Radha-Krishna as the sambandha, manjari-bhava as the abhidheya

There is a great deal of difference of flavors even within the madhura-rasa worship of Radha and Krishna. The idea that Radha is a symbol of the jiva and Krishna God, and that a direct erotic relationship with the Deity is being intended, is not a new one. That is in fact the symbolic situation that Mahaprabhu incarnates, but the one that Rupa Goswami stepped beyond.

By seeing Mahaprabhu as the combination of Radha and Krishna, by placing Radha and Krishna on an equal footing and conceiving of God as a Dual, and then jiva as a servant of that Dual Supreme, Rupa Goswami was coming up with something original.

When trying to understand a text according to the Vedantic hermeneutics, there are six things we take into account, one being apūrvatā, or the original something new. All the other relationships are there and are no doubt very nice and legitimate, but when we talk about Rupa Goswami and want to know what it is he is getting at, the anarpita-carī, then this certainly qualifies by way of apūrvatā.

upakramopasaṁhārāv abhyāso'pūrvatā phalam
arthavādopapattiś ca liṅgaṁ tātparya-nirṇaye
In order to establish the meaning of a text or an author, one should look at six different signs (liṅga), (1) the introductory and concluding portions, (2) that which is repeated throughout, (3) new and original material (apūrvatā), (4) the glorification of specific benefits, (5) that which is praised in the text, and (6) that which is explained with logic and argumentation.
We could go through the other elements and show how the establishment of the Divine Couple as the ultimate goal of worship (sambandha-tattva) and the primacy of Radha are demonstrated by each of them. But this in itself is enough to establish that this particular characteristic of the upāsya corresponds to a particular kind of upāsanā, which is mañjarī-bhāva.

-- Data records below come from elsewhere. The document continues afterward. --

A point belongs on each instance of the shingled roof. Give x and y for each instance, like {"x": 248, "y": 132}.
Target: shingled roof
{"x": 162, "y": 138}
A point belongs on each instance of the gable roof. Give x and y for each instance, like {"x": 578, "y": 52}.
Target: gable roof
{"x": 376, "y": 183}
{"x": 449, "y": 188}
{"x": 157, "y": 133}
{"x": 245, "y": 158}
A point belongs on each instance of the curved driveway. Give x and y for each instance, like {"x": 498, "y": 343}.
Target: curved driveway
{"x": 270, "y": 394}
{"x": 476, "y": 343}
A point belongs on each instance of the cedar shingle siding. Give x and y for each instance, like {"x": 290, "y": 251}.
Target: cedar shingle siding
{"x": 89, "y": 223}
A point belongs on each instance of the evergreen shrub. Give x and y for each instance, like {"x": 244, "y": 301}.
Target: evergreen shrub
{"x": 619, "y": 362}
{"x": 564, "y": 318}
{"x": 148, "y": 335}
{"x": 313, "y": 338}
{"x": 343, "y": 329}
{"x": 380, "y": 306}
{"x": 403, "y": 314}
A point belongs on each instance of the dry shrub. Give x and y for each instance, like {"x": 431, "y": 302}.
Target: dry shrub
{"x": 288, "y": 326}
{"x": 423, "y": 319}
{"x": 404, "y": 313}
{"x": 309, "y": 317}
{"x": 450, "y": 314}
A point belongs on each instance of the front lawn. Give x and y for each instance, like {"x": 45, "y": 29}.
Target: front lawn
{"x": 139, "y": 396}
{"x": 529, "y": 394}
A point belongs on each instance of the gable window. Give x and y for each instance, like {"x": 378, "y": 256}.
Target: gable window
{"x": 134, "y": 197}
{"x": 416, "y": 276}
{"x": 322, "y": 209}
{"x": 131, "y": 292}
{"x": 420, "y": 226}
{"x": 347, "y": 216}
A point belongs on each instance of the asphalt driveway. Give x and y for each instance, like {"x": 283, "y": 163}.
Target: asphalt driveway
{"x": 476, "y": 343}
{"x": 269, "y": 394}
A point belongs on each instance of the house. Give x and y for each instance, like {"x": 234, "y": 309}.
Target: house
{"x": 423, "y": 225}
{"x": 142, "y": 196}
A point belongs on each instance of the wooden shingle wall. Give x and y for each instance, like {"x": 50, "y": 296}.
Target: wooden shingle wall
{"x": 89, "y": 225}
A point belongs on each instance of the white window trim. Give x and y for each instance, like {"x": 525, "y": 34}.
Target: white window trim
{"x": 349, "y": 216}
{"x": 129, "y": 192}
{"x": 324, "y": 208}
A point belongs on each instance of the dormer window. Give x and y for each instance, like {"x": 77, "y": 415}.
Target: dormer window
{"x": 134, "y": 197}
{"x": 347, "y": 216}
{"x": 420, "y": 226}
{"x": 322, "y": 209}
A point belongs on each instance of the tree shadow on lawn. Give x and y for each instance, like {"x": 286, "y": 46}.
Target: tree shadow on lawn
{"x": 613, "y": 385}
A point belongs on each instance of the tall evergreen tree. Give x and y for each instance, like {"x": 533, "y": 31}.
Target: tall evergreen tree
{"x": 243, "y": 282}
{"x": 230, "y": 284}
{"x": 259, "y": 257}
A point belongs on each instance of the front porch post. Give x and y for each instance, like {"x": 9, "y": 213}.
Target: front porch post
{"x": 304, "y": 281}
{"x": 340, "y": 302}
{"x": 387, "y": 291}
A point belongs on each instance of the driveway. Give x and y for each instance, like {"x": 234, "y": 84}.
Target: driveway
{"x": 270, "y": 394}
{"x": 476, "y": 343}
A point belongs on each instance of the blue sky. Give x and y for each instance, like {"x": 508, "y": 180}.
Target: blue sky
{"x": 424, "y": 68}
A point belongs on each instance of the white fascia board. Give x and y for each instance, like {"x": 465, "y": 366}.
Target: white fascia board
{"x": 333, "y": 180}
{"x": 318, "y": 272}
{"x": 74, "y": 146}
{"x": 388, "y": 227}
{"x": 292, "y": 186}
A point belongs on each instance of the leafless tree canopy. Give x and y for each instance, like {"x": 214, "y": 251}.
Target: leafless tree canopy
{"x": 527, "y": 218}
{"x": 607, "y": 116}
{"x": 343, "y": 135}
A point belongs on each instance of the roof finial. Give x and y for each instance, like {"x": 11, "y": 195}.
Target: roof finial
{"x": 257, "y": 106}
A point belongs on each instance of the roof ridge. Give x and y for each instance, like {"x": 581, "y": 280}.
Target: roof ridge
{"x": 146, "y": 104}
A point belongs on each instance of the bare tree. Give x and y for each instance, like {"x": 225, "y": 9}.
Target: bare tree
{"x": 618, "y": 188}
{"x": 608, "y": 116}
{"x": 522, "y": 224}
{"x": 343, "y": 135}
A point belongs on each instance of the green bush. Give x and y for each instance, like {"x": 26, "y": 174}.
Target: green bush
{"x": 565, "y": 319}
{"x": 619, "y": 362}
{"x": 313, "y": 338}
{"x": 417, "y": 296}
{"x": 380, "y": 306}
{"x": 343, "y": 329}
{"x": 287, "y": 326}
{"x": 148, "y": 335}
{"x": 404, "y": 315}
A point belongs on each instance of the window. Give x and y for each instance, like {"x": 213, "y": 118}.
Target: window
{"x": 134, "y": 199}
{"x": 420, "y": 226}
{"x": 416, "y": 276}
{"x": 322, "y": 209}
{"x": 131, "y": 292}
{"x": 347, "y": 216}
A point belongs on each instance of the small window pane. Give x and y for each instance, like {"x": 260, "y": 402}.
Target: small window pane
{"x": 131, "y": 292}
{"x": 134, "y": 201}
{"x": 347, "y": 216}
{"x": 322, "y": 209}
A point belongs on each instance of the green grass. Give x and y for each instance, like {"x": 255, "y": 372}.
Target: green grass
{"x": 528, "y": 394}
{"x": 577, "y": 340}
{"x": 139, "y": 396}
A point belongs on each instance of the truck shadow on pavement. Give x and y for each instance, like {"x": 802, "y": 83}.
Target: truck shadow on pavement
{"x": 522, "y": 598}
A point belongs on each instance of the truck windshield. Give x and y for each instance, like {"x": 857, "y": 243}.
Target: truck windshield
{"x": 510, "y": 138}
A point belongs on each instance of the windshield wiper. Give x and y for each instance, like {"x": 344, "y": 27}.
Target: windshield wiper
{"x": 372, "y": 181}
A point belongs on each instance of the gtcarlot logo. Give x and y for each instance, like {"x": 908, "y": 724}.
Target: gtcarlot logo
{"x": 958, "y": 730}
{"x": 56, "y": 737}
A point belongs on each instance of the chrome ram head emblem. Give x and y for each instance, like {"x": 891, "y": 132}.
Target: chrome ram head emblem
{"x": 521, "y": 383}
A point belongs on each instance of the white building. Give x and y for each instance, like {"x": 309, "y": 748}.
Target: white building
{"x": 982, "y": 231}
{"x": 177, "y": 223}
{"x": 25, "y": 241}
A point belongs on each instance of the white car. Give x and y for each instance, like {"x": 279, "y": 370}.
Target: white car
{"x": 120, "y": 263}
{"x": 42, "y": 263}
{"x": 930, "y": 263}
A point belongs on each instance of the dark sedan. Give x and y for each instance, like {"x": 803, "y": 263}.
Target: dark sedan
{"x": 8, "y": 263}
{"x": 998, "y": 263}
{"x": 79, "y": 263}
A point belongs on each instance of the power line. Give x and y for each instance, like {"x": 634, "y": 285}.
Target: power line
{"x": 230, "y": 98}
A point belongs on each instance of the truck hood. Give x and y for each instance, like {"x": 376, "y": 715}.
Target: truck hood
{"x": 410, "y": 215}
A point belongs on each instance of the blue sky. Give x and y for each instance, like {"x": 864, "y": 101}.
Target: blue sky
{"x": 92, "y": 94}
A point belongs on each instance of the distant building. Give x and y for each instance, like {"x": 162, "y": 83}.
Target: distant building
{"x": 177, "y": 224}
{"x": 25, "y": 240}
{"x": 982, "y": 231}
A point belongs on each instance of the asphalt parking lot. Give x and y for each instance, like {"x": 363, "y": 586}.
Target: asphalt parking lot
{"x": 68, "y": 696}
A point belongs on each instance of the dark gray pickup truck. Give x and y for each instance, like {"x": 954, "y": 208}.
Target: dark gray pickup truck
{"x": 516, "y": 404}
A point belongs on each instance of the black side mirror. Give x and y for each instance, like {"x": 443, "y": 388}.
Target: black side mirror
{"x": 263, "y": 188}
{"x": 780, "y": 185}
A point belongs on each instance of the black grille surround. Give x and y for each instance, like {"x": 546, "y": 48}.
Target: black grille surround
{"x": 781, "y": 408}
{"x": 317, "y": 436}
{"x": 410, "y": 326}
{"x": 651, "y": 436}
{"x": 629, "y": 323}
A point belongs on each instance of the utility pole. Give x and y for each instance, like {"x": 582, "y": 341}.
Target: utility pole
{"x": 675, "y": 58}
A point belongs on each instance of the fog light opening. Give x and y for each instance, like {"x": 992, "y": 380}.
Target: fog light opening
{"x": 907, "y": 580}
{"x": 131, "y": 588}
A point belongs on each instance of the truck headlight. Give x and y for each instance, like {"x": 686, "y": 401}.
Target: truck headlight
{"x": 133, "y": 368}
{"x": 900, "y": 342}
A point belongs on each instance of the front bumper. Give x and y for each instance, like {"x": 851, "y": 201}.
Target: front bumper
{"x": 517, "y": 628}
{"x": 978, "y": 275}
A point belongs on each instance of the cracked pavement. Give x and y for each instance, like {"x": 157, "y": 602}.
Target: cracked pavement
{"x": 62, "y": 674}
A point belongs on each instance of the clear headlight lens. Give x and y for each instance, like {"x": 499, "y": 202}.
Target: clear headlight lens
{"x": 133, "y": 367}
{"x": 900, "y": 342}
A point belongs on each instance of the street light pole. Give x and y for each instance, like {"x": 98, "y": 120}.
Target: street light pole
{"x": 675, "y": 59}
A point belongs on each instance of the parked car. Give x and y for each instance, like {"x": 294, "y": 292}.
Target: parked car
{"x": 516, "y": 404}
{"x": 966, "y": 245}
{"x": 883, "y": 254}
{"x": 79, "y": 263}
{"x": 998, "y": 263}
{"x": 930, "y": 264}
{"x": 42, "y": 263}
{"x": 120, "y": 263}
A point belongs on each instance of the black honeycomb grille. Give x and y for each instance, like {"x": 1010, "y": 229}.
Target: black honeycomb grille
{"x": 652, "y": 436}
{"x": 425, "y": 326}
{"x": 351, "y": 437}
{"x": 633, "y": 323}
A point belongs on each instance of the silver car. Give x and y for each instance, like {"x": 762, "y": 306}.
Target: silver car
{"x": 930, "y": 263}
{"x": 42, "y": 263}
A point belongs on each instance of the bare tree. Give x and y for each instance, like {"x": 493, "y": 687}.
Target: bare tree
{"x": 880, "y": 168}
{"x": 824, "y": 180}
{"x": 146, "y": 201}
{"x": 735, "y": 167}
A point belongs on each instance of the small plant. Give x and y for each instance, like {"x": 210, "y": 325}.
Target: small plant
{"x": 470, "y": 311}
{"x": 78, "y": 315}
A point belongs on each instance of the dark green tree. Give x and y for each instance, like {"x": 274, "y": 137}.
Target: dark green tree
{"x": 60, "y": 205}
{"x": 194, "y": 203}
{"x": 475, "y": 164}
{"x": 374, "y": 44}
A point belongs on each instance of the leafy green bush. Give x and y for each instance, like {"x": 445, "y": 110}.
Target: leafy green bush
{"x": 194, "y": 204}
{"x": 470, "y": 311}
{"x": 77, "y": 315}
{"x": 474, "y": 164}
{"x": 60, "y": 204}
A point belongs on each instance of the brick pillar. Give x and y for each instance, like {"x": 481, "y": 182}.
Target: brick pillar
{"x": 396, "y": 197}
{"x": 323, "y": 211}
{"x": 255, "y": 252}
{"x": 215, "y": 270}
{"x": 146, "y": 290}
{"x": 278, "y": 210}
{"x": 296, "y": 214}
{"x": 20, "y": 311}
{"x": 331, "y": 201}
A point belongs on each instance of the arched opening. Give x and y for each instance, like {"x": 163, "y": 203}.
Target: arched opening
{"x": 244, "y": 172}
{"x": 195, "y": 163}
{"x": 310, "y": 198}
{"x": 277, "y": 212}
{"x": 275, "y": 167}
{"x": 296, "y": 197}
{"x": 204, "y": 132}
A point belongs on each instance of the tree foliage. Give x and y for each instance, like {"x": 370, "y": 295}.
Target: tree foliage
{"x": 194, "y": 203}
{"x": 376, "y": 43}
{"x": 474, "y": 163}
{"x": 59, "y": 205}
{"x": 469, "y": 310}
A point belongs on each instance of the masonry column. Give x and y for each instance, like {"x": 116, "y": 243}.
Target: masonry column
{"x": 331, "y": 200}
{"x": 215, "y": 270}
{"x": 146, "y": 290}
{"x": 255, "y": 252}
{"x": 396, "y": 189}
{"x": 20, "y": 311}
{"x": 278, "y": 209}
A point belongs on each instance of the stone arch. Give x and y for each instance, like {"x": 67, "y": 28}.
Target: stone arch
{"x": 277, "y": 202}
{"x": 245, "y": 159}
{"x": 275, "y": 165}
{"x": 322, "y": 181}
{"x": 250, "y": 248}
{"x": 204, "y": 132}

The esoteric and the general need to be connected in every religious tradition. That is, the language and so on are layered so that multiple meanings can be adduced from them. For instance, myths and stories that are perceived as literal truths seem like stories meant for children at a certain level of advancement. This often leads to problems, most often resulting in loss of faith or a reductionist kind of symbolic interpretation.

The formation of the intellect that begins with the sacralization of specific kinds of myths -- as opposed to other kinds of archetypal messaging through fable and fairytale -- and to a sacred vocabulary, i.e., a linguistic system that directs the mind into patterns of thinking that are conducive to understanding spiritual experience, is particularly favorable. Indeed, without them, and without trusting that a particular closed system of religious myth, symbol and language is the best way of achieving the promised results of that system. Furthermore, this system (or meta-system) is to be seen as something with integrity even when clashing with other metasystems, and capable of assimilating them and growing in depth through such assimilation.

So for the esoteric to be understood, there must be a medium for general understanding, as a jumping off point or a point of reference or departure that is deeply ingrained in consciousness. The conclusions of the Goswamis about Radha and Krishna and mañjarī-bhāva are based in the meta-language of Hinduism and the Upanisads, in particular, the general mythology of the Bhagavatam and including the folk cultural developments in Radha Krishna līlā-rasa, but also understood though the particular interpretive tradition of Indian poetics.

The rasa theory of Rupa Goswami is based on a kind of romantic idealism, which can really only be understood through our aesthetic experience of fiction. But Rupa Goswami is saying that such experience is factually real, the central point of Absolute Reality, and though he does not say it so explicitly -- since he concentrates on the dynamics of romantic fiction -- this experience, being real, must be transformative to the exterior world and not an escape from it.

Indeed, it has to be, because if it is not explanatory of the world as well as transcendental to it, it would have no point. I cannot believe that Rupa Goswami's world of idealistic imagination (i.e., his archetypal world of romantic fiction extrapolated to the Supreme Truth) was not meant to influence the actual world of experience, i.e., society, which would have been opposed both scripturally and by generally accepted moral standards, to romance, i.e., parakīyā love.

But in order for that to happen, the main criticism of parakīyā love, its immorality and its being based in lust and the material conception, has to be bypassed. And this bypassing has to be not just theoretical, but has to be attained in the real world of experience. The understanding is that romantic love, experienced spiritually and aesthetically in the external world, makes the internal experience of Radha and Krishna as the Divine Reality concrete.

How does that work?

Rasa theory distinguishes and prioritizes the subjective experience that arises out of identification over the direct experience of love externally.

Why? Because that absolute pure experience of love can only exist in the Supreme Person, who is totally One with his Beloved. In all other experience, it is only a romantic fantasy that can be approximated, but is generally contaminated by lust and disinterest, i.e., the vikṣepa and mūḍha states of consciousness.

The culture of the mañjarī-bhāva is that of simultaneous unity and separation based in what some call "mystic participation," which is similar to the mystic unity of audience to a work of fictional representation. And this, in practical terms is expressed as "participative observation" or service in identity.

It is service to the union of the Divine Couple, remembering that the romantic mood is the domain of the feminine, Radha, and that such service can only be achieved by complete identification with Radha as the beloved of Krishna.